# EM Learning Tutorial¶

It often happens that many (or all) of the probability distributions of the variables in a Bayesian network are unknown, and that we want to learn these probabilities (parameters) from data (i.e., series of observations obtained by performing experiments, from the literature, or from other sources). An algorithm known as the EM (Estimation-Maximization) algorithm is particularly useful for such parametric learning, and it is the algorithm used by HUGIN for learning from data. EM tries to find the model parameters (probability distribution) of the network from observed (but often not complete) data.

The EM Algorithm is well-suited for parameter estimation in batch (i.e., estimation of the parameters of conditional probability tables from a set of cases) whereas the Adaptation Algorithm is well-suited for sequential parameter update.
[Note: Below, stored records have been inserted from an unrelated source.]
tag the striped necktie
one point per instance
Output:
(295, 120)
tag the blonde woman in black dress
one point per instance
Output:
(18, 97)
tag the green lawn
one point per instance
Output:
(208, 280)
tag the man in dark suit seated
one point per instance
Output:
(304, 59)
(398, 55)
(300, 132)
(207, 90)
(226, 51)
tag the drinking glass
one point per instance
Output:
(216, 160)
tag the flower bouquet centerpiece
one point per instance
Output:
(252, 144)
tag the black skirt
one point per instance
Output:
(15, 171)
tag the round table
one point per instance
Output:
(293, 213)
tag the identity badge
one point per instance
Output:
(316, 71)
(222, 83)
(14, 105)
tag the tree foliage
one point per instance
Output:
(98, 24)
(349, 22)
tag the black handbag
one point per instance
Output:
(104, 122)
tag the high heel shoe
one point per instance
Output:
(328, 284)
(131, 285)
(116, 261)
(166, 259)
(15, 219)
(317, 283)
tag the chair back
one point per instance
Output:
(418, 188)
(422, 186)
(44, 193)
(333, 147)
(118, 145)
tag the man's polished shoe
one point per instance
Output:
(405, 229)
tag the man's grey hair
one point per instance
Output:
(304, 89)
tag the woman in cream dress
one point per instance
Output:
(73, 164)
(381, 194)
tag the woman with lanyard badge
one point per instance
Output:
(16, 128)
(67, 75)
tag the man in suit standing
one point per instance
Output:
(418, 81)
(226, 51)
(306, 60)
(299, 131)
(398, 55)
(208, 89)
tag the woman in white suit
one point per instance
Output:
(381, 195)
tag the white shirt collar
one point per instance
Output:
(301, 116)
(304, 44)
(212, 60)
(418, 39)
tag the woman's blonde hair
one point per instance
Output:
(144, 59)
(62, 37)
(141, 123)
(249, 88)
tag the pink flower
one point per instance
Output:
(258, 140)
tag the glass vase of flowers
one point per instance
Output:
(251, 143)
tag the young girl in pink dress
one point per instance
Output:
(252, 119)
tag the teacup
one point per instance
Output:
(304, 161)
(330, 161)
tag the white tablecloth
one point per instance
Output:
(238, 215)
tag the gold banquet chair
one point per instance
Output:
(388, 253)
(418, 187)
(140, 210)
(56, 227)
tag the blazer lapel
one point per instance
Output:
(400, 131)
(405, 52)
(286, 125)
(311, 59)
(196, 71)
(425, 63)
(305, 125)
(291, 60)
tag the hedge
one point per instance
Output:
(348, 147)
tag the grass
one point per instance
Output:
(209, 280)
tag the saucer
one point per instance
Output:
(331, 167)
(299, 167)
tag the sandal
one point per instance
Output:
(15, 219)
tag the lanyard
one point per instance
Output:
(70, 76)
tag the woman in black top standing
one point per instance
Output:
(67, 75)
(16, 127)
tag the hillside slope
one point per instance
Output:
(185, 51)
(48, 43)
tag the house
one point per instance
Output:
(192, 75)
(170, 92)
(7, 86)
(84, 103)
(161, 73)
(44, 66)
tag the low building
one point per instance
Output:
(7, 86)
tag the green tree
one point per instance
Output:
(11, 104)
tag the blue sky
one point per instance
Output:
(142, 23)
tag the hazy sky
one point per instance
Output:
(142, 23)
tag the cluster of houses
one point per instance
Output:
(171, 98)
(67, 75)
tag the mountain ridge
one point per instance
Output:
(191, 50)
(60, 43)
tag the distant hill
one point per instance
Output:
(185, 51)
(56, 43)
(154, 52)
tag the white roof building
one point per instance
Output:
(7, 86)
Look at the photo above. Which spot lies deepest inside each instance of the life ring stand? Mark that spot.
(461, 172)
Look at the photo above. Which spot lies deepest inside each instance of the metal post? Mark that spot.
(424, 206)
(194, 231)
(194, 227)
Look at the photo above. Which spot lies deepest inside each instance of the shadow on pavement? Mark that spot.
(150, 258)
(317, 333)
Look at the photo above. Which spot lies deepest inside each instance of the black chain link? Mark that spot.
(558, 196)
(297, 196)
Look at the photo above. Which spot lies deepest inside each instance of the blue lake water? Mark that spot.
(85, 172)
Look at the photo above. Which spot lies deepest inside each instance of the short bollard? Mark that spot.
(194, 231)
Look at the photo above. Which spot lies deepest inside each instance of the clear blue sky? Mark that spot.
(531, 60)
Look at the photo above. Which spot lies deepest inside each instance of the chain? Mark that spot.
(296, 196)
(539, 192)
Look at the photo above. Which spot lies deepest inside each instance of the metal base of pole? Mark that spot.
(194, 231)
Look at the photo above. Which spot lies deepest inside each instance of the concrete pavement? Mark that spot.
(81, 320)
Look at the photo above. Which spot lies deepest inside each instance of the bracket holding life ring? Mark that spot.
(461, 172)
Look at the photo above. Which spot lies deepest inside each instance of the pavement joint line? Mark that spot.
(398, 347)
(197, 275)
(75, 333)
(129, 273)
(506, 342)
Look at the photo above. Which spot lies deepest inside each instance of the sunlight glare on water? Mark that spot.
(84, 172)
## Experience Tables In EM Learning¶

Experience Tables are used to specify prior experience on the parameters of the conditional probability distributions. Notice that EM parameter estimation is disabled for nodes without an experience table.

## Example EM Learning¶

We use the example from the Experience Tables to illustrate the use of EM learning. The Bayesian network is shown in Figure 1.

Go to `Chest Clinic`

to learn more about the domain of this network.

To illustrate the use of EM learning, we assume that the structure of the network is known to be as shown in Figure 1. In addition, assume that the conditional probability distribution of “Tuberculosis or cancer” given “Has tuberculosis” and “Has lung cancer” is known to be a disjunction (i.e., the child is in state yes if and only if at least one of the parents is in state yes).

We do not assume any prior knowledge on the remaining set of distributions. Thus, we set all entries of the conditional probability distributions to one except for the “Tuberculosis or cancer” node. This will turn all the probability distributions for all but the “Tuberculosis or cancer” node into uniform distributions because HUGIN will normalize the values of the distribution tables if the sum of the column values differs from one. A uniform distribution signifies ignorance (i.e., we have no a priori knowledge about the probability distribution of a variable). Figure 2 shows the initial marginal probability distributions prior to parameter estimation.

Now we will try to learn the probabilities from a data file associated with this network. The EM-Learning Wizard will help guide you through the process. Go to Edit Mode and select the EM-Learning Wizard from the Wizard menu as shown in Figure 3.

Click the “Load File” button and choose a file from which the conditional distribution probabilities are to be learned. Choose the `asia.dat`

file, which is located in the same directory as the network. The first few lines of the file are shown below.

The first line is the name of the nodes as in the network, the rest are the evidence for each experiment/observation. After the file is selected click the “Load” button and then the “Next” button to open the prior distribution knowledge dialog as shown in Figure 5. Now you must create Experience Tables for all variables except Turberculosis or cancer, by selecting each of them and pressing the “Create” button under Table Existence as shown in Figure 6.

Once you have created an experience table for all variables, click the “All” button under Initialize. This will start the EM-Learning algorithm. Based on the data, the EM-algorithm computes the conditional probability distribution for each node. Figure 5 shows the new conditional probability distribution after EM-learning finishes. As can be seen from Figure 6, all the conditional probability distribution values have changed to reflect all the cases in the case file.

Figure 7 shows the marginal probability distributions for the network from which the set of cases was generated. Note that the probability distribution shown here is for the original `Chest Clinic`

network.

The EM algorithm can both estimate the conditional probability tables of discrete chance nodes and the conditional probability densities of continuous chance node.